By the time Pish returned his suggestion had transformed my quiet but longing belly into a churning knot of desperate hunger. I had noticed a bush made of lettuce and tried eating some, but the green matter was bitter and fibrous; I was in the process of spitting it out when I heard Pish's high-pitched giggle. "This salad is awful," I groaned, wiping my tongue with my fingers.

We sat in the tree house to eat our picnic. I confess that I was not able to restrain my appetites, though I did try at the beginning. I tore through three apples voraciously, juice running down my chin, and then took a triangle of hard cheese in two savage bites. There were brown ropes of bread, crunchy sprulets, and a butter biscuit for each of us. Pish let me have his.

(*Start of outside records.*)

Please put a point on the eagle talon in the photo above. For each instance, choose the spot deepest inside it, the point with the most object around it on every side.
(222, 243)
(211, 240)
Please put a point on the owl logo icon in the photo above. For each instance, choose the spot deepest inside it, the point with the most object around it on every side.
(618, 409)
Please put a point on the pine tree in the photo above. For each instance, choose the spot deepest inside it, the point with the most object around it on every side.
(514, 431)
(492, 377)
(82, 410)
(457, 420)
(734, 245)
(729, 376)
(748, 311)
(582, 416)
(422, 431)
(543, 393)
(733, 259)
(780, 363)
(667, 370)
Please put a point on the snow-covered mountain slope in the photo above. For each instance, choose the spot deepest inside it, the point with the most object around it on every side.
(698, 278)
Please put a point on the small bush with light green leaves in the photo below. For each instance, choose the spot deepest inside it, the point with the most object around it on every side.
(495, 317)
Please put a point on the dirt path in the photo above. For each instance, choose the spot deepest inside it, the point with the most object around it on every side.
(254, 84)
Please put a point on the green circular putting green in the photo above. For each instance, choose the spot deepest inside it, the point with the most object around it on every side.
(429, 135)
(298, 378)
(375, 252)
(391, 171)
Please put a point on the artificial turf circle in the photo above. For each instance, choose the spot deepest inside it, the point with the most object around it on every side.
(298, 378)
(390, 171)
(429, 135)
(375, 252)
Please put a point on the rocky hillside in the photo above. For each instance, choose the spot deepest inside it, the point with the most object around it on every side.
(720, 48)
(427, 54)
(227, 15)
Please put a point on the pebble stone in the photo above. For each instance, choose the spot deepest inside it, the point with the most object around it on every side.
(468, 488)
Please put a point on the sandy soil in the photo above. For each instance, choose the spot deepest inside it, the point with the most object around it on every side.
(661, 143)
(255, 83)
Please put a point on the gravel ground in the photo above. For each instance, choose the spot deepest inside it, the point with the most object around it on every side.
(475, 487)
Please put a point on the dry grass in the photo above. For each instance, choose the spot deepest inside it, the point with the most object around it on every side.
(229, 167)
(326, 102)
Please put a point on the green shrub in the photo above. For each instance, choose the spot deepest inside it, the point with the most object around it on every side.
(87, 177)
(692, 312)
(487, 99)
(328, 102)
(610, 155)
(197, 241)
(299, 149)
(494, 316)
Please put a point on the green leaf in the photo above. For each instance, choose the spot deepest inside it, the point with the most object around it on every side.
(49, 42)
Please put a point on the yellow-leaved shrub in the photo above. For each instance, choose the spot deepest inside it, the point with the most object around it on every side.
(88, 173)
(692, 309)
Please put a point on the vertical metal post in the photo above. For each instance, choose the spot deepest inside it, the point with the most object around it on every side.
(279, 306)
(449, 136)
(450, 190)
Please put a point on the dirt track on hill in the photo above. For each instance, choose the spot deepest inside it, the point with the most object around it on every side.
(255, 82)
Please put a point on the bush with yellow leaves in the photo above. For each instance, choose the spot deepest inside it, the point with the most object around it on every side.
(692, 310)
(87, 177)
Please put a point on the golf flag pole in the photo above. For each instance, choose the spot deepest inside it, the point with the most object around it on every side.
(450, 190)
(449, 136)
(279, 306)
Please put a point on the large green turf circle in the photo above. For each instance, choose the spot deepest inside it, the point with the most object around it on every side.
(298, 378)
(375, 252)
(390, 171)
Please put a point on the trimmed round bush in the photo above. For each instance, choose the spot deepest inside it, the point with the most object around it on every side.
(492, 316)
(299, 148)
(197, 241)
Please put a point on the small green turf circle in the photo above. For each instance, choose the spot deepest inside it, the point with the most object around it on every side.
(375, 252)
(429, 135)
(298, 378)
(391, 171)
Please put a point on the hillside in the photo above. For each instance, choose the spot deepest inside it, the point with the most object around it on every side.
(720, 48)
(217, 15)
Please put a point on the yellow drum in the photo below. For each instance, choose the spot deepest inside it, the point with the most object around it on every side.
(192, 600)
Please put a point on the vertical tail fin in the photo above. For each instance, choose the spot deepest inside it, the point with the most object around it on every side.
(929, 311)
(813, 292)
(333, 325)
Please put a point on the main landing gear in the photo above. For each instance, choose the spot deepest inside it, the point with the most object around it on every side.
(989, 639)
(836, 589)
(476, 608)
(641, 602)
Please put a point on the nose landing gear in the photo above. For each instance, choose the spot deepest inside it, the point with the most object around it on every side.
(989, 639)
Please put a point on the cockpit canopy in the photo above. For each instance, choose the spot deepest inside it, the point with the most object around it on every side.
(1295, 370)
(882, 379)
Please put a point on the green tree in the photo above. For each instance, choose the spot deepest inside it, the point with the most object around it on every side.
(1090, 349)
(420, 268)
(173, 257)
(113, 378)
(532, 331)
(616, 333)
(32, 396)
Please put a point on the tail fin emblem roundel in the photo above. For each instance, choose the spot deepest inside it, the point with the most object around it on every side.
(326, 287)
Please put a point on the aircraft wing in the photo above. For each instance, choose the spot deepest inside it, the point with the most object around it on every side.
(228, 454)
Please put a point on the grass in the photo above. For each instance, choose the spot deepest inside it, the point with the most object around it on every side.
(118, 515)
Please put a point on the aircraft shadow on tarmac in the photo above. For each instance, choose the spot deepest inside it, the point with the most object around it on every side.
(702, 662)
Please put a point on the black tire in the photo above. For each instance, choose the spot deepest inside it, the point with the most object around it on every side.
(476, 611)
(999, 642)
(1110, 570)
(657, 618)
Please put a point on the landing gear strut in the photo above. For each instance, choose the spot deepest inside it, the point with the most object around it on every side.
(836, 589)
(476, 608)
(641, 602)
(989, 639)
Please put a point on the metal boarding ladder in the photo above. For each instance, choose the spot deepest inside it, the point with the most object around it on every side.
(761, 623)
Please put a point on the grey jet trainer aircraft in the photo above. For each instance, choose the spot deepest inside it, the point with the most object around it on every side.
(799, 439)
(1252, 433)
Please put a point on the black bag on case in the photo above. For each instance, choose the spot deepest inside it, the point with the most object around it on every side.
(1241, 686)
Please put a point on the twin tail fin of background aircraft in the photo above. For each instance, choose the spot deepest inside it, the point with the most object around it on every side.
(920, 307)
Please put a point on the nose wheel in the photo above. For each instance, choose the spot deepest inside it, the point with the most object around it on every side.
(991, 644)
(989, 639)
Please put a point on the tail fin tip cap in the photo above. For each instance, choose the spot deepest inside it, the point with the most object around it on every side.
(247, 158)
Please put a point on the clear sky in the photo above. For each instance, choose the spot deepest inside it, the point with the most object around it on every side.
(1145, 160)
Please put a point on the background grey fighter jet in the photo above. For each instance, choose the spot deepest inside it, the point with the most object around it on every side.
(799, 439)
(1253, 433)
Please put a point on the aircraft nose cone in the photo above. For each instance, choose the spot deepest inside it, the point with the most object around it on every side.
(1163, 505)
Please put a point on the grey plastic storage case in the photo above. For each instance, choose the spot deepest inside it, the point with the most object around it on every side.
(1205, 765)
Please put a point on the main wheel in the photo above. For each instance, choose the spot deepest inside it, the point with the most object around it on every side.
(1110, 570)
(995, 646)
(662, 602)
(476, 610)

"Thank you," I said. "Please excuse me," I added. "I was just so hungry."

"You eat like my dog," said Pish.

"What's a dog?" I asked. Pish giggled. I smiled sheepishly. "Can I ask you something, Pish?"

"Sure."

I narrowed my eyes. "You're a child, aren't you?"

He exploded into gales of laughter then, his face turning red as he rolled around on the floor of the tree house. I tried to warn him but he wasn't listening, so he rolled right into the mustard. We both started laughing when I saw the expression on his face. "You're hilarious," he wheezed. "Do you want to come fly my kite with me?"

I grinned while I asked it: "What's a kite?"

More laughter. I rolled my eyes and followed him out of the tree house. It turns out a kite is a kind of paper-and-sticks contraption which rises into the air upon the wind, teased out on the end of a string. Pish was very good at keeping it aloft, but I found it more of a challenge. "Good -- now run with it!" Pish would yell.

But I'm still not all that good at running, so my co-ordination would fail me and I'd fall spectacularly into the grass. We performed this routine many times before I handed control of the kite over to him for good. While he flew it I sat down on a nearby hillock, using my hand as a blind against the sun.

"How does it make you feel, Pish, to be at the beginning of your life?"

"Fine, I guess," he said carelessly, eyes on the kite.

"But you have so many options, and no experience to guide you. How do you choose what to do?"

He shrugged. "I just do what I do."

I considered this. "Have you ever thought about leaving this planet? Travelling beyond Samundra one day?"

Pish gave this question more thought, rolling his tongue around in his mouth as he gave the kite a tug and caused it to swoop in a tight circle. "Yeah, probably. But I'm kind of afraid to go through the gate."

"Yeah," I said quietly. "Me, too."

"Besides," he added as he reeled in the kite, "I've got everything I need right here."

Come evening he brought me supper and an armful of blankets. I snuggled into the tree house, but found it hard to be comfortable. Pish told me a long and meandering story about some kind of rodent he had followed to its nest the day before, and then started yawning and told me he'd best move along. I thanked him and he climbed down. I heard him call his cat, and I ran my fingers along the scabbing lines across the side of my neck with a wince.

Eventually I lay face down on the wooden house, in imitation of that peaceful, wonderful moment of reclining bliss on the first day of my life. I draped the blanket over my head, in imitation of my hospital-bed fort.

"Dear diary," I mumbled into the floor, "I have become the pet of an affable child."